Mestre Zé Pedro opened his first own academy in the Rua Cândido Benício, in the Jacarepaguá neighbourhood, a space which he shared for some time with Mestre Mintirinha. It is here that he founded his first school, the group Pequenos Libertadores (Little freedom fighters), a name that brought him some trouble, as he had, in this period of military dictatorship, to explain to Secret Service (in this case the DOI-CODI), if the name was linked to some opposition or “resistance” to the military regime.  His story in the Bonsucesso neighbourhood began in the early 1970s when he started to teach capoeira in a venue located at the first floor (sobreloja) of the Rua Uranos, nº 497.Teaching initially was for the group called Filhos de Amaralina,  and included the realisation of rodas and shows.

Paulão and Zé Pedro. Photo: M Paulão Muzenza.

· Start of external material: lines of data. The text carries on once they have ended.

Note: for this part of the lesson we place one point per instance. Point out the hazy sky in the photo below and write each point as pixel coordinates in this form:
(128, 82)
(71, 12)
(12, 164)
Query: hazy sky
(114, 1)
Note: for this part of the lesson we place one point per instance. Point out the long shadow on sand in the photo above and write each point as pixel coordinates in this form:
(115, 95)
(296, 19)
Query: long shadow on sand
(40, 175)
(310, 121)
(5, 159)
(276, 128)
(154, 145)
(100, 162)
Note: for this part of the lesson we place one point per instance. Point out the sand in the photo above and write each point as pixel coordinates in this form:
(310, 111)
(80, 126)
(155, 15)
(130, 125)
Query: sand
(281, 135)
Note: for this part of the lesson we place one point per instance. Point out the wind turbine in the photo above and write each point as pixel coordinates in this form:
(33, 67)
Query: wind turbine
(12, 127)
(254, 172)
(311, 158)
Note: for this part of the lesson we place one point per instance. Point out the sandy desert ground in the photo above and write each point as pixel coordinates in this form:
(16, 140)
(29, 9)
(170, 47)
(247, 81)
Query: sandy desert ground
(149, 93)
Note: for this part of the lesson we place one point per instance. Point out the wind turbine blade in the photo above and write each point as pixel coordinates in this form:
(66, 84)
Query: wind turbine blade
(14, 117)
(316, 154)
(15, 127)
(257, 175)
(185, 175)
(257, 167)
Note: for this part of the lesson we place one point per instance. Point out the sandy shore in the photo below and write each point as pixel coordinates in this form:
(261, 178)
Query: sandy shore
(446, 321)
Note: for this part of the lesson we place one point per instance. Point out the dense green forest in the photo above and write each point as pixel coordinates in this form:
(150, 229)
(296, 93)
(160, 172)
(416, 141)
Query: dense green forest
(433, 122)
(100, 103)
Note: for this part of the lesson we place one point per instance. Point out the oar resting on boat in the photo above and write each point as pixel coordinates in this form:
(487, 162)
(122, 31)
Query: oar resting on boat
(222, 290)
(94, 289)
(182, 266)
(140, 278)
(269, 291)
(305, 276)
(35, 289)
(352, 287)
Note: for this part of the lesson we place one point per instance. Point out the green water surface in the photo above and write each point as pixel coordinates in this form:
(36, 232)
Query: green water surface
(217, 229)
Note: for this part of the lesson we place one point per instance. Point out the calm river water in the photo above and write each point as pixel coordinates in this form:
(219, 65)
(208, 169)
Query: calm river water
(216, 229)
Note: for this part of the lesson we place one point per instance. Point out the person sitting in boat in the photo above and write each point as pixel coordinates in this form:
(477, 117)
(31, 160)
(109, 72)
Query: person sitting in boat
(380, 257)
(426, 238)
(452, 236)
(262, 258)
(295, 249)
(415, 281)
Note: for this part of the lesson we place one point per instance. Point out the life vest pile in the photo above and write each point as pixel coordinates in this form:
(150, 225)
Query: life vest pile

The group changed his name to Guaiamus and Nagoas, in homage to two rival capoeira gangs that formerly existed in Rio de Janeiro. In this period Zé Pedro revealed that he enjoyed access to other capoeira groups, attended rodas all over the city, made friends, taught his students and supervised many rodas at this academy.

“I took over the academy, assuming all responsibilities, and organized the big rodas”.

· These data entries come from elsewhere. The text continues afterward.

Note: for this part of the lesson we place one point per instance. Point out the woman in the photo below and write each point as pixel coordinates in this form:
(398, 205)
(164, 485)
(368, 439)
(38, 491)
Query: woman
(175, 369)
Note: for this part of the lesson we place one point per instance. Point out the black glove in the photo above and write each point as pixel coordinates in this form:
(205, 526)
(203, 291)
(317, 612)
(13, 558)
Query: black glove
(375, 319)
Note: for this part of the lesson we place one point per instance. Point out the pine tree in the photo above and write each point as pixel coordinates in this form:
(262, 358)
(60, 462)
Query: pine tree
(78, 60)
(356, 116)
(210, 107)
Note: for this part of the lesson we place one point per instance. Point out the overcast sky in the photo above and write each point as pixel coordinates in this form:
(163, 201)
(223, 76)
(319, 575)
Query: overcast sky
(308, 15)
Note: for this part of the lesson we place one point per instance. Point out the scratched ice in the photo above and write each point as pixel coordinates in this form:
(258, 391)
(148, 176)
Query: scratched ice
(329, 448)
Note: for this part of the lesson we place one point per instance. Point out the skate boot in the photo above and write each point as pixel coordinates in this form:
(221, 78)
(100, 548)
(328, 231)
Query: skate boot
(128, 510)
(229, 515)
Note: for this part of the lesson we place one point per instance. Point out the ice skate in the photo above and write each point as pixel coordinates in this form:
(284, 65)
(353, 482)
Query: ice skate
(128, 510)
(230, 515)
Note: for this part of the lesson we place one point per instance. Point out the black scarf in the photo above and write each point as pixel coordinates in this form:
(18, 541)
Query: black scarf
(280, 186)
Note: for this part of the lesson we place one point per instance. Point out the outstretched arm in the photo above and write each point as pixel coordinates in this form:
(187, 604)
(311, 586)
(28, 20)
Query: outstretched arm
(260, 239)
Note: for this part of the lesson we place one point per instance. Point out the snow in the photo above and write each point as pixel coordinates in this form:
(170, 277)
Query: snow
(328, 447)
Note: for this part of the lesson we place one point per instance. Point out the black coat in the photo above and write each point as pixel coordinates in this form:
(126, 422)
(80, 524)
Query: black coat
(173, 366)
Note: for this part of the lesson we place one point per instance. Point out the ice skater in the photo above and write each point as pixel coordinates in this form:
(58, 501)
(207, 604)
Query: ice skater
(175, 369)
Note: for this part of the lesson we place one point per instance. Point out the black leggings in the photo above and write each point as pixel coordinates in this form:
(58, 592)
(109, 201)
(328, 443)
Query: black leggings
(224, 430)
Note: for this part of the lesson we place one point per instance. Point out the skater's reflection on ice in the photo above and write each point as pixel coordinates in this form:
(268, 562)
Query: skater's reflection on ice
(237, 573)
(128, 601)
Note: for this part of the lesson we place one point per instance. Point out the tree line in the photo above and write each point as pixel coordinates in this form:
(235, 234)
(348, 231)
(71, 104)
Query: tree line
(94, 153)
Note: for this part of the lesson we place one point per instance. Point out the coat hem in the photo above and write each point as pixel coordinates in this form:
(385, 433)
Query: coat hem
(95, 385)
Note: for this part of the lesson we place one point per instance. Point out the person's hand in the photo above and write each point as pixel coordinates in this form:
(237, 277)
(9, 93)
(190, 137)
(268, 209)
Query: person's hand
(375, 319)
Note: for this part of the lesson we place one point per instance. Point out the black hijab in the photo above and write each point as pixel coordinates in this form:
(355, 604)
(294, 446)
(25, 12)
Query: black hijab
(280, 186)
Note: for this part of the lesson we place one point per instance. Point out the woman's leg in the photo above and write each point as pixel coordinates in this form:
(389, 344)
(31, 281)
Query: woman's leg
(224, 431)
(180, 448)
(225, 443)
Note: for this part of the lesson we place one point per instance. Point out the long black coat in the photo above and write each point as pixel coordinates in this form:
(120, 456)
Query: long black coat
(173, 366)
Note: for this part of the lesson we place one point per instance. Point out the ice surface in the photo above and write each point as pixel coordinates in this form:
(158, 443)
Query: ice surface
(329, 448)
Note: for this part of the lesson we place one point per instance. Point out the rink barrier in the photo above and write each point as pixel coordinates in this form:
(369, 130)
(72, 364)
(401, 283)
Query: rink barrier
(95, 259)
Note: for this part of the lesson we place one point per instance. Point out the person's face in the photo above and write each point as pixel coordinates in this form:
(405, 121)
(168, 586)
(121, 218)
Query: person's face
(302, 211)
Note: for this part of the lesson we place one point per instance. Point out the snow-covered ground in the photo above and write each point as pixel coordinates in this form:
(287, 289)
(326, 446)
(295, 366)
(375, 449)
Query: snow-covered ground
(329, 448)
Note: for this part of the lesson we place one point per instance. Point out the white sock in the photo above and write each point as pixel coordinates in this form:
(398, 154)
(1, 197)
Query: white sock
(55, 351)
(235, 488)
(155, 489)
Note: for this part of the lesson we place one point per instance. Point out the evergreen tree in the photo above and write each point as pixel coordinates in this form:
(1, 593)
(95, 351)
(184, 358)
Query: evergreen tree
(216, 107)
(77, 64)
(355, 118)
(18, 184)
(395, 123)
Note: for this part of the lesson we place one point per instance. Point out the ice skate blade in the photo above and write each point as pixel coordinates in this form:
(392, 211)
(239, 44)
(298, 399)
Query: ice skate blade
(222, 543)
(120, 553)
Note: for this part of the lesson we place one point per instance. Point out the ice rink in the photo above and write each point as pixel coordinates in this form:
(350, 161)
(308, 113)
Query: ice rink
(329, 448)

And so the legendary roda of Mestre Zé Pedro in Bonsucesso was born. According to the master, the roda was attended by many good capoeiristas of the time and only tough guys managed to play. Asked about some game or special moment of the roda, the master replied: “The rodas, my friend, were excellent. I can’t enumerate them all. Like saying this one was best”.  However, he confirmed the attendance of capoeira masters such as Arthur Emídio, Leopoldina, Mintirinha, Paulão, Camisa (Camisa Roxa), Camisinha (Camisa), Touro, Dentinho, Gato, Paulinho Godoi, Celso, Peixinho, Itamar, Anzol, Silas, Corvinho, Amarelinho, and Garrinchinha.

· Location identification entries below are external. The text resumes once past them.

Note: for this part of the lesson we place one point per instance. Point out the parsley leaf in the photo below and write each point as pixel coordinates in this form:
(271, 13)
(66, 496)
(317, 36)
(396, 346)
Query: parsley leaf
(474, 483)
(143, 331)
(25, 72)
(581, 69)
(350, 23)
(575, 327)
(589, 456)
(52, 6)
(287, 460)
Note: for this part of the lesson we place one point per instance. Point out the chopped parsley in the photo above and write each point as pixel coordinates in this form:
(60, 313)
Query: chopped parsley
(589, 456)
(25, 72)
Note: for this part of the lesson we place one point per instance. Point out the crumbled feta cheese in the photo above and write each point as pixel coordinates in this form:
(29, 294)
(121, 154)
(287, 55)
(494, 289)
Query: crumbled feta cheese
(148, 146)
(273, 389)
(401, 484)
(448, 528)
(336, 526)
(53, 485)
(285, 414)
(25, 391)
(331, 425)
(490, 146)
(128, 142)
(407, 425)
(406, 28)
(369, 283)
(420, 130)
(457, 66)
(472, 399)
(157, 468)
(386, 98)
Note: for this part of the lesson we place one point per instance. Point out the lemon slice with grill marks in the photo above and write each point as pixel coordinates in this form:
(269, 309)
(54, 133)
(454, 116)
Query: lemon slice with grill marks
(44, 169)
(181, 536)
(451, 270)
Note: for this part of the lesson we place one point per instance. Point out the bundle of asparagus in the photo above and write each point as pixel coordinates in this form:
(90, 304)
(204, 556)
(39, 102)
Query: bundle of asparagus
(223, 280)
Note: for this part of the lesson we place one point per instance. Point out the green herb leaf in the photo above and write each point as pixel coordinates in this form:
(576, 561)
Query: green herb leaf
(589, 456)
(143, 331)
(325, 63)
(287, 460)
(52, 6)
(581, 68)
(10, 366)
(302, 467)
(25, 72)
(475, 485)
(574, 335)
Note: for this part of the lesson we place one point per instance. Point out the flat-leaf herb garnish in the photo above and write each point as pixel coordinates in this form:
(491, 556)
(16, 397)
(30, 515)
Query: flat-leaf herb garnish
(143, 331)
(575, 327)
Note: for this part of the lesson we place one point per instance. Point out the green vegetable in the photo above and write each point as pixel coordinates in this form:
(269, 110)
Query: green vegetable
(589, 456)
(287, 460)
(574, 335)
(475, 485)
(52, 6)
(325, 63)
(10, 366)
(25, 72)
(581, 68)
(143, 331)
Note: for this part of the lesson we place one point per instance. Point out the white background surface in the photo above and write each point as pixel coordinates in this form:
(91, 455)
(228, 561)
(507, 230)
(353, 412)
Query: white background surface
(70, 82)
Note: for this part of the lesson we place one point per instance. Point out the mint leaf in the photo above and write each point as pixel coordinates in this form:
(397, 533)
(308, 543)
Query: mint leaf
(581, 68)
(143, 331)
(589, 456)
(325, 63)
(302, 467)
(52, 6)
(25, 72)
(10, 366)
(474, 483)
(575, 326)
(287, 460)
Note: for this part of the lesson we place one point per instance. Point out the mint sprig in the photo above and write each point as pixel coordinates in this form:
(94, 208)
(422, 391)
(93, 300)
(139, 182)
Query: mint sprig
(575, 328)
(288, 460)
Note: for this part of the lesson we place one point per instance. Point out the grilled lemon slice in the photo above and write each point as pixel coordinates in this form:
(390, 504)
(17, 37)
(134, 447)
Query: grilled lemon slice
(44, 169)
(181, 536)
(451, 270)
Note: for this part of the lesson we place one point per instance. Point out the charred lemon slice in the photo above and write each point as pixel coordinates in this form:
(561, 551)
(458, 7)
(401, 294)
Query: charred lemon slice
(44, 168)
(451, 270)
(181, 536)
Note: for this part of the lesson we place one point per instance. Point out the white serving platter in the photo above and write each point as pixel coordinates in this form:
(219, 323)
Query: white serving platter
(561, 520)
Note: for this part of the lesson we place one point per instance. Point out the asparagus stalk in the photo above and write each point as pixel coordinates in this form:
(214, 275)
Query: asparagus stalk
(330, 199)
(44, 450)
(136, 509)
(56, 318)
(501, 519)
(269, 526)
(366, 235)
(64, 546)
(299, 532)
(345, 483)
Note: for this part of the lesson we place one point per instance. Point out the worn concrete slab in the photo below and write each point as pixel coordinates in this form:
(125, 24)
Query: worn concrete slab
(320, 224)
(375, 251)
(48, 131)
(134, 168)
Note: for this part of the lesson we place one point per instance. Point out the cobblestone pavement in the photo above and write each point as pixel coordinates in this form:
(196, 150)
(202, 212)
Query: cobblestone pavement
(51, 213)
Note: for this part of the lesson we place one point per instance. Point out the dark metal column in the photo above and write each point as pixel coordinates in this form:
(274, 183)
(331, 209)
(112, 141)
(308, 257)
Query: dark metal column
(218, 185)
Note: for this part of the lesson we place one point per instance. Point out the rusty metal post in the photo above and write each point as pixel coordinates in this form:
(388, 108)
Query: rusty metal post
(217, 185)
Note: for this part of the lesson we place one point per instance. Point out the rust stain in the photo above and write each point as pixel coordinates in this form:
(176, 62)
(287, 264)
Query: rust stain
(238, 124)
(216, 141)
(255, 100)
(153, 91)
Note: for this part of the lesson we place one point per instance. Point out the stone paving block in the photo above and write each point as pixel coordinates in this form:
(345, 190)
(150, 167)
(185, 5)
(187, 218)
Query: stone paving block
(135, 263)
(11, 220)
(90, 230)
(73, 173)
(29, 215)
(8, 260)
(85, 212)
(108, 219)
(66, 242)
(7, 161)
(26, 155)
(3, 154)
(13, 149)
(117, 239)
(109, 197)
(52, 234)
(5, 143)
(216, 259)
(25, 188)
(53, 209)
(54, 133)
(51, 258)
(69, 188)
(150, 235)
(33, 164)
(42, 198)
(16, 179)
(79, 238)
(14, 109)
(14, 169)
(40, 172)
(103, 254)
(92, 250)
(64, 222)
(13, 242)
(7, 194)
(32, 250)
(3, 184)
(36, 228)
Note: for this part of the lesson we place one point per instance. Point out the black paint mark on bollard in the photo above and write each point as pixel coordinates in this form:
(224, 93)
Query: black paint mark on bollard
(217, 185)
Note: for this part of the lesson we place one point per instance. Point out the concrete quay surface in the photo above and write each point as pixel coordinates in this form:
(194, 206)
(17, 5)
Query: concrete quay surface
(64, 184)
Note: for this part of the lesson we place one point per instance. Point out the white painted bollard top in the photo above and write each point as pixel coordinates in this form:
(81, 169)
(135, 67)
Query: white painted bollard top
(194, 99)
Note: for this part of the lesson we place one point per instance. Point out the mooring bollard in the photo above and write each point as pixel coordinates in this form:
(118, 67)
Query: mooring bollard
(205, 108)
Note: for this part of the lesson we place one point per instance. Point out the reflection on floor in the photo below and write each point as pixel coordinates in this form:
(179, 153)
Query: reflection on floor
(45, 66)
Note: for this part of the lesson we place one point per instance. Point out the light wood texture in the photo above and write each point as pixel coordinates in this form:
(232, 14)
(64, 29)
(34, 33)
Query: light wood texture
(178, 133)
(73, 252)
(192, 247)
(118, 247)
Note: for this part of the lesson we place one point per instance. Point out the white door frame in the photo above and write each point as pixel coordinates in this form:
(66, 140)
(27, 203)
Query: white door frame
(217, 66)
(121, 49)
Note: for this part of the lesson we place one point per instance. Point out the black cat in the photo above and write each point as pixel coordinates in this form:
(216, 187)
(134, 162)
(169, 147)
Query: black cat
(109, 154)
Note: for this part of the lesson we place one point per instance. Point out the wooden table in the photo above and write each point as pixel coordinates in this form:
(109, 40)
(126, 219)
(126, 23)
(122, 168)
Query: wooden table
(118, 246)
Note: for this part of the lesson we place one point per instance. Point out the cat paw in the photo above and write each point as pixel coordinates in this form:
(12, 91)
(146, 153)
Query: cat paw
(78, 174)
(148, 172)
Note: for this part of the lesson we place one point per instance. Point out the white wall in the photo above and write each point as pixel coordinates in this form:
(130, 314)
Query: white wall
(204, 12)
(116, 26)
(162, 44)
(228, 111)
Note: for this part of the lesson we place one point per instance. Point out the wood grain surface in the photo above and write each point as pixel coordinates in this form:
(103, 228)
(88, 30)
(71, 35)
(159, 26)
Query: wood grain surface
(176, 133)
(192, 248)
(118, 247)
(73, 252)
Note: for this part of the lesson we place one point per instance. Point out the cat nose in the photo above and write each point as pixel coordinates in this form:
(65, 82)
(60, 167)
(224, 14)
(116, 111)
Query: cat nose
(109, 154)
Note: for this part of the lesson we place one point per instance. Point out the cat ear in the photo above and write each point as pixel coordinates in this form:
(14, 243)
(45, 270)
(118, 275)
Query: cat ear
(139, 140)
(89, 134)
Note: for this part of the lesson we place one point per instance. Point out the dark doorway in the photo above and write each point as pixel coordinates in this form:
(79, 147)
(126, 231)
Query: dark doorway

“My academy became known because we had a contract with RioTour (official Tourism Board of Rio de Janeiro), so the name of my academy figured on the tourism events calendar  for the whole world”.

Hence the roda and academy of Zé Pedro became a core reference, and the capoeiristas from Brasília, São Paulo e Bahia came there to play. The venue at times also hosted them and became a reference for meeting friends.

The roda was usually led by one berimbau and happened on Sundas. The playing styles were very diverse, as the master always argued that “capoeira is capoeira”. There were games that were more flexible and malleable, or very quick, and those for kicking hard (“Pancada”), closer to his own style, the hard game, the close combat. The capoeiristas of the Bonsucesso roda played with malice and naturally rivalries emerged, for example, the one always mentioned between Mestres Paulão and Camisa. However, despite these hard games, M Zé Pedro points out, nobody became ennemy of the other, they were capoeiristas of the soul, and after the roda there always were the moments of confraternization.

M Zé Pedro had the capoeiristas Paulinho Guaiamum, Alfredo, Célio, Élcio, Valmir, Murilo and Luiz Peito Queimado as advanced students. In 1979, he followed a “call from life” and stopped teaching capoeira to study and pursue his career as a sergeant. But his legacy for capoeira remained in the annals of the history of Rio de Janeiro, and his contribution to capoeira is always remembered by the elder ones, who refer to his roda as a capoeira place of pure capoeira, technical, dexterity, agility, power and malice, a symbol of a generation of masters and practitioners from the Cariocan capoeira.


Based on an interview with M Zé Pedro by the authors and M Paulão Muzenza, 17 October 2018.